The report shows that:

• 31% of all major incidents had a cross-border impact.
• More than 1,000 incidents affected multiple countries.
• Around 8% impacted more than 10 countries.

This finding is particularly relevant for multi-jurisdiction brokers, cross-border payment providers, crypto exchanges, and trading infrastructure providers, all of which operate across interconnected markets and depend heavily on shared technology and service providers.

A disruption originating in one market can quickly spread through shared technology platforms and vendor ecosystems. This interconnectedness helps explain why regulators opted for a harmonised framework rather than a patchwork of national reporting standards.

Although cybersecurity incidents accounted for only around 10% of all major incidents, they remain a significant concern.

Among reported cyber incidents:

• DDoS attacks accounted for 33%.
• Data theft, data manipulation, and identity theft accounted for 31%.
• Social engineering, ransomware, and supply-chain attacks accounted for the remainder.

Interestingly, regulators conclude that the relatively low number of cybersecurity incidents may indicate that existing security controls are generally effective. However, this does not mean firms can afford to relax. The report specifically notes that institutions must continue strengthening their cybersecurity capabilities as attackers increasingly adopt AI-driven tools and automation.
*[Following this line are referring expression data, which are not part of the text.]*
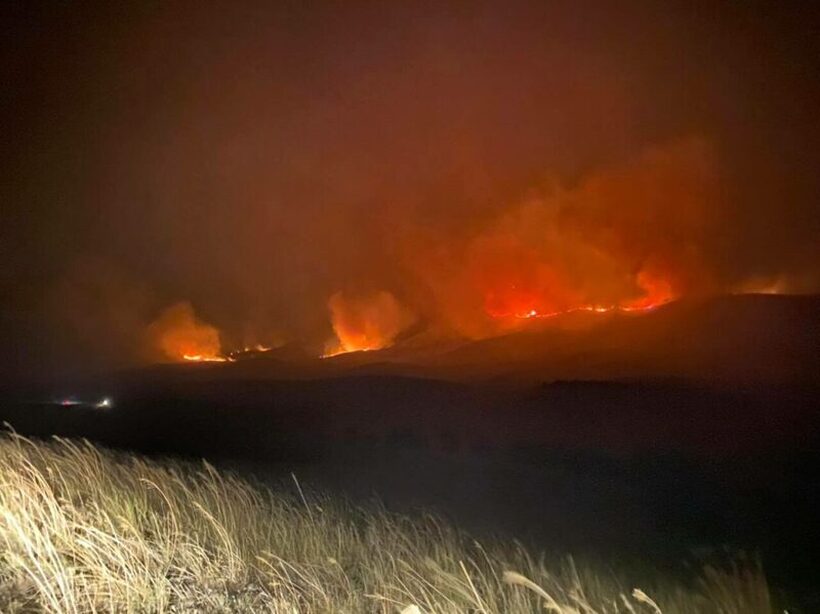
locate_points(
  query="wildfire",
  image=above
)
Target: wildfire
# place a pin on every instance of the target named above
(201, 358)
(365, 323)
(180, 335)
The first year of DORA reporting demonstrates one thing clearly: the biggest risks facing financial institutions are not necessarily the high-profile cyberattacks that dominate headlines.
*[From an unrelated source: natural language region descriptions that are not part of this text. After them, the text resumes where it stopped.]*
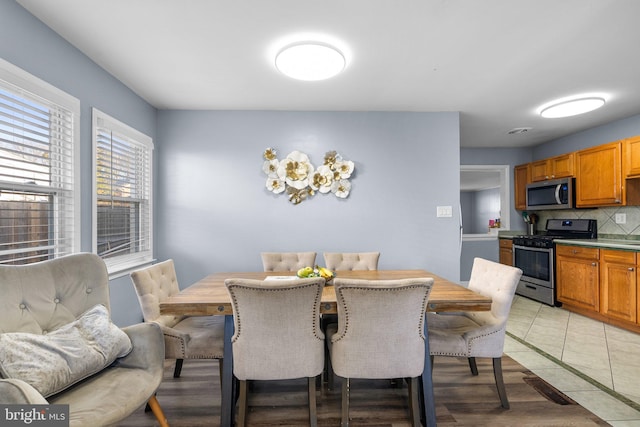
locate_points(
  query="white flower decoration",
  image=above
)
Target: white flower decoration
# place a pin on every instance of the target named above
(322, 179)
(341, 188)
(275, 185)
(270, 167)
(344, 168)
(295, 170)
More often, disruptions stem from:

• Software failures
• Infrastructure outages
• Vendor dependencies
• Process weaknesses
• Operational complexity

For brokers, trading venues, crypto exchanges, and payment firms, operational resilience is increasingly becoming a competitive differentiator.

Firms that invest in real-time monitoring, automated incident response, robust disaster recovery capabilities, effective third-party oversight, and regular resilience testing are likely to be better positioned to maintain client trust, minimise disruption, and meet increasingly demanding regulatory expectations.

When DORA was introduced, many firms viewed it primarily as another regulatory burden. The first annual incident report tells a different story.

The evidence suggests that while major ICT incidents remain common, most are being contained before they escalate into systemic events. Financial institutions are detecting disruptions more quickly, responding more effectively, and limiting the impact on customers and counterparties.

For the trading industry, that may be the most important finding of all. DORA was never about eliminating incidents. It was about ensuring that firms remain resilient enough to continue operating when incidents occur.

The first year of data suggests that the industry is moving in the right direction.